After sitting for weeks with my surrogate Father on the farm I read allot.

In one Farm magazine I read an article where in Georgia I found out what I had always thought. Bald Eagles must taste like chicken.

Why, because on the free ranging farm called White Oak Farms, our American symbol is eating $1,000 dollar worth of chickens per week. An estimated $125,000 per year. Up to 75 bald eagles have set up a roost and from what I read are found sometimes right in the coop chasing the chickens.

Larry


----------



## kiyote (Jun 15, 2014)

I'll try one when they start eatin turkeys


----------



## C2C (Mar 17, 2012)

So much for bald eagles .. what do goldens taste like ?? I'm guessing coyote . :glutton:


----------



## youngdon (Mar 10, 2010)

Larry said:


> After sitting for weeks with my surrogate Father on the farm I read allot.
> 
> In one Farm magazine I read an article where in Georgia I found out what I had always thought. Bald Eagles must taste like chicken.
> 
> ...


Apparently the guy who wrote the article needs a calculator......... just sayin'


----------



## glenway (Mar 27, 2011)

Something has been lost in translation: ",,,at least 75 Bald Eagles were living on the farm, where they overwinter October to March. At that time, Harris estimated each raptor was killing up to four chickens a day, racking up a total of at least $1,000 in *daily* losses."

Thinking I'd change my business plan. Even a bird brain knows that by rewarding behavior, the behavior will be repeated.

Maybe the chicken farmer could charge admission to tourists.

Heck, or for a bit less than $1,000 per day, I think I could offer adequate protection within the law.


----------



## Larry (Dec 2, 2010)

Like I tell my cousin who's a farmer and my close ranching friends who let me trap on their land. We taxpayers will provide subsidies for their loss. Its true and they all know it.

In fact Murphy Ranch heads up....the government has decided Cedar Trees planted in the 60's and 70's are not a help for prarrie chickens as they don't like them. So if you received funding to put in Cedar Tree wind breaks, or planted them on your own, the government will now pay you to take them out! Visit www.ne.nrcs.usda.gov/programs I think the apps are there.

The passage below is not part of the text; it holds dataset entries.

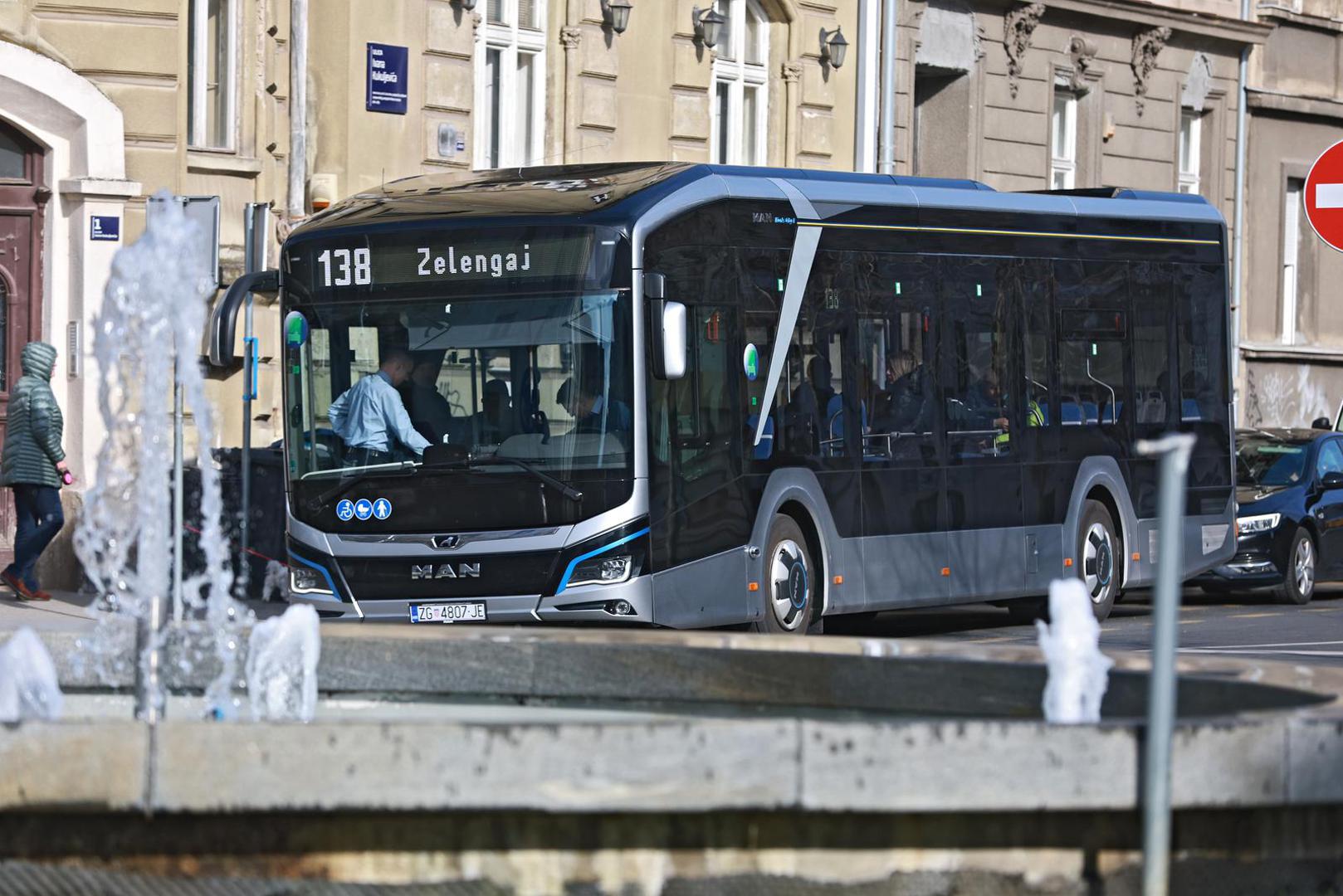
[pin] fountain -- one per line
(154, 303)
(1071, 642)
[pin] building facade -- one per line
(104, 102)
(1292, 323)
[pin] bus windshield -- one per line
(545, 379)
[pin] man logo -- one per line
(446, 571)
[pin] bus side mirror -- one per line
(667, 338)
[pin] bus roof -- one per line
(618, 193)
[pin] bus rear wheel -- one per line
(1099, 558)
(790, 586)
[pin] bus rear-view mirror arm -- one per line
(223, 320)
(669, 329)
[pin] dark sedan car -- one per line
(1290, 514)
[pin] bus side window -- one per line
(1092, 334)
(1151, 292)
(978, 359)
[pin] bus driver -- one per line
(369, 416)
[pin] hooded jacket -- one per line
(32, 436)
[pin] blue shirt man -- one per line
(371, 416)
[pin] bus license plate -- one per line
(460, 611)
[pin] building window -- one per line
(1190, 151)
(740, 85)
(212, 74)
(1062, 140)
(1291, 258)
(510, 84)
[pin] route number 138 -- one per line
(349, 268)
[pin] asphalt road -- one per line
(1245, 625)
(1240, 625)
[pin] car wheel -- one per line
(1099, 553)
(791, 586)
(1299, 579)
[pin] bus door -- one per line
(903, 477)
(984, 488)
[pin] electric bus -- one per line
(696, 395)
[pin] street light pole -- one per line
(1174, 450)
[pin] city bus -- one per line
(695, 395)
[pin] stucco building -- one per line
(106, 101)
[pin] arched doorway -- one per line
(23, 199)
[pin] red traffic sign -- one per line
(1325, 197)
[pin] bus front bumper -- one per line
(628, 602)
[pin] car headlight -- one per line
(603, 570)
(1252, 524)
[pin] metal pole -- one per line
(1174, 450)
(254, 260)
(297, 108)
(886, 164)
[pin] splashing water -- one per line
(1079, 672)
(282, 666)
(154, 299)
(28, 685)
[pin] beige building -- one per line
(106, 101)
(1292, 329)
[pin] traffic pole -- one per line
(1174, 450)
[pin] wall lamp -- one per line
(615, 15)
(833, 47)
(708, 26)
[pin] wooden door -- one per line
(22, 201)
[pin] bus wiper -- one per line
(559, 485)
(349, 477)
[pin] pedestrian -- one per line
(34, 465)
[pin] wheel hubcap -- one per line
(1097, 562)
(790, 585)
(1304, 567)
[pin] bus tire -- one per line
(1299, 578)
(1099, 551)
(790, 583)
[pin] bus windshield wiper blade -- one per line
(563, 488)
(358, 475)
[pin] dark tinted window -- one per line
(1151, 334)
(978, 353)
(1092, 299)
(897, 340)
(1201, 309)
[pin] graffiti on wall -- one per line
(1284, 397)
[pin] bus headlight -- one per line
(1253, 524)
(603, 570)
(306, 581)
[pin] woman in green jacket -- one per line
(34, 465)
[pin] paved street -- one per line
(1248, 625)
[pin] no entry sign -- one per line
(1325, 197)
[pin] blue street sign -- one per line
(386, 78)
(105, 227)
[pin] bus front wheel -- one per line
(1099, 558)
(791, 587)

I laugh every time I hear this stuff. And my cousin and I get into all the time....he know's as a farmer he get good federal funding to stay solvent. But yet he'll they complain when my grandson takes Advance Placement classes for college on the taxpayers nickle. Then I have to remind him he get's $30,000 or more each year to redo one 1/2 acre waterway's. and the battle continues.....hahahaha

So the turkey farmers will get reimbursed I am sure their there is some government program to cover eagle eating turkeys.


----------



## murphyranch (Dec 9, 2015)

Not many cedar trees living on our ranch. If they are it's in a place were fire can't get to them. Every other year we send a raging, controlled headfire across the bluestem grass and those water sucking cedars don't stand a chance. The only funding we ever receive is through a cost share program with the Osage county soil conservation. Dad never liked Government programs. His favorite saying about them was " it's none of their god d.,m business to be loaning or giving us money when we should be housing and feeding veterans, able bodied widowed women and the disabled. We're more than capable of busting our asses as long as I got you teenage boys," miss that silly man


----------



## kiyote (Jun 15, 2014)

Larry said:


> Like I tell my cousin who's a farmer and my close ranching friends who let me trap on their land. We taxpayers will provide subsidies for their loss. Its true and they all know it.
> 
> In fact Murphy Ranch heads up....the government has decided Cedar Trees planted in the 60's and 70's are not a help for prarrie chickens as they don't like them. So if you received funding to put in Cedar Tree wind breaks, or planted them on your own, the government will now pay you to take them out! Visit www.ne.nrcs.usda.gov/programs I think the apps are there.
> 
> ...


that would explain the "common core" math discreprencies.

1000x 52 = 125,000??

can't blame em for trying , who would expect anyone in a government job to catch such a mistake.


----------